A termination request filed 17 days before the injury made all the difference in this case
An employer fired a worker five days after a workplace injury – and a Tennessee court said the termination was justified, thanks to documentation.
In a decision entered on March 20, 2026, the Tennessee Court of Workers' Compensation Claims ruled that AccentCare, Inc. did not owe temporary disability benefits to L'Keshia Watson, a home health care worker who was terminated shortly after reporting a back and leg injury on the job.
The case turned on a question HR professionals deal with more often than they might like: can you fire someone who just got hurt at work?
The answer, at least in this instance, was yes – but only because AccentCare had its paperwork in order.
Watson injured her back and legs on June 5, 2025, after falling while moving a patient. She was diagnosed with a lumbar sprain and placed on light-duty restrictions. On June 10, AccentCare let her go. Watson argued the termination was retaliation for filing her workers' compensation claim.
AccentCare told a different story. Evidence presented in the case showed that Watson's manager had already submitted a termination request on May 19 – a full 17 days before the injury happened. Eboni Kelly-Williams, AccentCare's Senior Employee Relations Advisor, testified by affidavit that the company decided to give Watson time to improve her conduct.
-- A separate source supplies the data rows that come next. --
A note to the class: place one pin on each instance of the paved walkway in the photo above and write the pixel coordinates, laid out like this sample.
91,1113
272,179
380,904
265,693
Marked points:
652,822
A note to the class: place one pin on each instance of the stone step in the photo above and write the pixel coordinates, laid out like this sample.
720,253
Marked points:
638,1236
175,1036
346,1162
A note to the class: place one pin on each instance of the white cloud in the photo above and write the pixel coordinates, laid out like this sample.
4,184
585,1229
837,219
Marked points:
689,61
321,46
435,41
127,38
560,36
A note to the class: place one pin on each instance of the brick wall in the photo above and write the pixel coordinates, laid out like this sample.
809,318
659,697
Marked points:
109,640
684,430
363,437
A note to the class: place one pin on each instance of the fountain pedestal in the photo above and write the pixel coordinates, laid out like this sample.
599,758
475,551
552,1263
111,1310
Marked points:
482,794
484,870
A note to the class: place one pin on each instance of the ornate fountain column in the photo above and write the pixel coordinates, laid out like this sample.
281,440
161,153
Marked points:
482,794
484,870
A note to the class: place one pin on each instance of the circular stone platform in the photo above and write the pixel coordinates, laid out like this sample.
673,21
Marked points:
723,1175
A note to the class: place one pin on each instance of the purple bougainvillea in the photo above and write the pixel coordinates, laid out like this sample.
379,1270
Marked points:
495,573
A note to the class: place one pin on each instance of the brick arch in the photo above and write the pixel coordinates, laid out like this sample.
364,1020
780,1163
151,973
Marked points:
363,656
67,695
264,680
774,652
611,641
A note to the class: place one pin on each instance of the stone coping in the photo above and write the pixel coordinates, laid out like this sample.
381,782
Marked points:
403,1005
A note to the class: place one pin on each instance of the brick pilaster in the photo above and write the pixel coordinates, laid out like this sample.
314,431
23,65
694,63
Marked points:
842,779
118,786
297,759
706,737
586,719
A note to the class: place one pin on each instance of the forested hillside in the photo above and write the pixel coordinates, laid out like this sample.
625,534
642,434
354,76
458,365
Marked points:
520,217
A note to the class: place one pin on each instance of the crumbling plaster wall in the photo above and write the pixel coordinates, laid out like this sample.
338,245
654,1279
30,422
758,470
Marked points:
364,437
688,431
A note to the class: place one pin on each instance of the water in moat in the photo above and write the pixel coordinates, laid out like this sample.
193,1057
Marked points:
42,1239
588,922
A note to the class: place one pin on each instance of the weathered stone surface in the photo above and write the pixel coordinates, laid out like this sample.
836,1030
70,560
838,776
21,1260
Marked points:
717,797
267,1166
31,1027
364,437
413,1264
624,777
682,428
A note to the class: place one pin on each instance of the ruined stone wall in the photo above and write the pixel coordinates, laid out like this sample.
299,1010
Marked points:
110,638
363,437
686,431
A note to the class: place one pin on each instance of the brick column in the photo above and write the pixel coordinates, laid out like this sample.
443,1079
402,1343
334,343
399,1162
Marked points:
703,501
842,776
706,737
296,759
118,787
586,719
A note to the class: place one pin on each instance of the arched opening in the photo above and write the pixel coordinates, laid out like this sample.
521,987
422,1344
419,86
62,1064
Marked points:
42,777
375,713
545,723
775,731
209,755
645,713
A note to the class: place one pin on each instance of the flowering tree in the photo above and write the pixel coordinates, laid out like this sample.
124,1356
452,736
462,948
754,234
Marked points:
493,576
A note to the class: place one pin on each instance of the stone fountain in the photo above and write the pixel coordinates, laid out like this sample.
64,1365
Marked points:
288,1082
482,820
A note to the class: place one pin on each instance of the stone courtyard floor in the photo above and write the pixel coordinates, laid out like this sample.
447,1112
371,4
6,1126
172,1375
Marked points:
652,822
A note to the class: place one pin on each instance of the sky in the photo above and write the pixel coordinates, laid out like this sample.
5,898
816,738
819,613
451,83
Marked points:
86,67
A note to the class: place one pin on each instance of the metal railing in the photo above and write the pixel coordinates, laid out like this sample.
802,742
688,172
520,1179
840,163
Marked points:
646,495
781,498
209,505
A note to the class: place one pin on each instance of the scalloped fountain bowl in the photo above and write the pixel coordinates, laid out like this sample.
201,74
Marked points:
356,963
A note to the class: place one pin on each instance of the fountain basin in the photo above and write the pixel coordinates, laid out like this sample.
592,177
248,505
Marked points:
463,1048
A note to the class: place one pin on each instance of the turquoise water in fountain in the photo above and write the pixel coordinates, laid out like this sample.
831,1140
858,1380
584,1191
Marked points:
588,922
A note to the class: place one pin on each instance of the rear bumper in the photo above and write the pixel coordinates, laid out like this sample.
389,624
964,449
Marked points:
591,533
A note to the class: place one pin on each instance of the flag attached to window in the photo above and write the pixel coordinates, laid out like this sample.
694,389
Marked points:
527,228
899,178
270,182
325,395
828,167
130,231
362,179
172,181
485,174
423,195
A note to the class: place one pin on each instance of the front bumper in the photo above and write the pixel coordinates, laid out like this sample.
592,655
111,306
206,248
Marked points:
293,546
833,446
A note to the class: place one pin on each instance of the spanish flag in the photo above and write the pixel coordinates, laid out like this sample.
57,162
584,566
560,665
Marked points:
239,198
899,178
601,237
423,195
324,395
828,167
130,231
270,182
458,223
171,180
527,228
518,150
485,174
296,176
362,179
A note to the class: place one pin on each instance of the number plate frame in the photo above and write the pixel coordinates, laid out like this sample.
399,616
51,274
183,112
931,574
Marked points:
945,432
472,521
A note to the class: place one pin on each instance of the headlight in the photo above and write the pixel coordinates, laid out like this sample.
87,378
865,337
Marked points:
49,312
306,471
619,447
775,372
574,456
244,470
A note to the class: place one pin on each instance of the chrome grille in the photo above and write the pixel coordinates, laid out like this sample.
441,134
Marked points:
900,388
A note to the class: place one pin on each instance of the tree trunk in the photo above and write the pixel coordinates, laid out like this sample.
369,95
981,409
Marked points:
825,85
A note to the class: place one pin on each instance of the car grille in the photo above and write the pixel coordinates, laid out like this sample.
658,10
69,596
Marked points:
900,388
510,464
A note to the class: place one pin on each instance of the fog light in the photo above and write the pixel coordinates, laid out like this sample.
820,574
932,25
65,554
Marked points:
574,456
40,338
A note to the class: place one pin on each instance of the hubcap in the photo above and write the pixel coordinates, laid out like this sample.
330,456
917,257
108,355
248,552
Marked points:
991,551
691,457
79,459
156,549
She didn't. According to company records, Watson engaged in disruptive conduct on multiple occasions in May, refused to see patients on June 3, and drew a complaint from one of AccentCare's care facilities the same day. Each incident was flagged as a violation of company policies in the employee handbook. When Watson's behavior continued, AccentCare approved the termination on June 5 and submitted the paperwork on June 6.
Judge Shaterra R. Marion acknowledged that the timing of Watson's firing raised questions. But the full picture told a clearer story. The termination process was already in motion before Watson ever got hurt, and the documented misconduct gave AccentCare a defensible basis for its decision. Watson, who represented herself, did not provide evidence to support her claim that a manager had texted her about light-duty availability. The court denied her request for temporary partial disability benefits.
Watson did, however, win on medical benefits. The court found she was still in pain and entitled to continued treatment related to her workplace injury. AccentCare had offered her a panel of orthopedic physicians before the hearing, and the court ordered Watson to select one as her authorized treating physician.
The ruling also carried a sting for AccentCare. When Watson first reported her injury, the company sent her to a clinic rather than offering a panel of physicians within the three-business-day window required under Tennessee regulations. The court referred AccentCare to the state's Compliance Program for potential civil penalties over the delay.
For HR professionals, the case is a textbook example of why documentation matters – and why process matters just as much. AccentCare fended off a retaliation claim at the expedited hearing stage not because it had a clever legal argument, but because its records showed a clear, consistent trail of misconduct that predated the injury. At the same time, the penalty referral is a reminder that even when you get the big call right, smaller procedural missteps can still cost you.
The case is Watson v. AccentCare, Inc., Docket No. 2025-80-4314, State File No. 860190-2025 (Tenn. Ct. Workers' Comp. Claims, Mar. 20, 2026).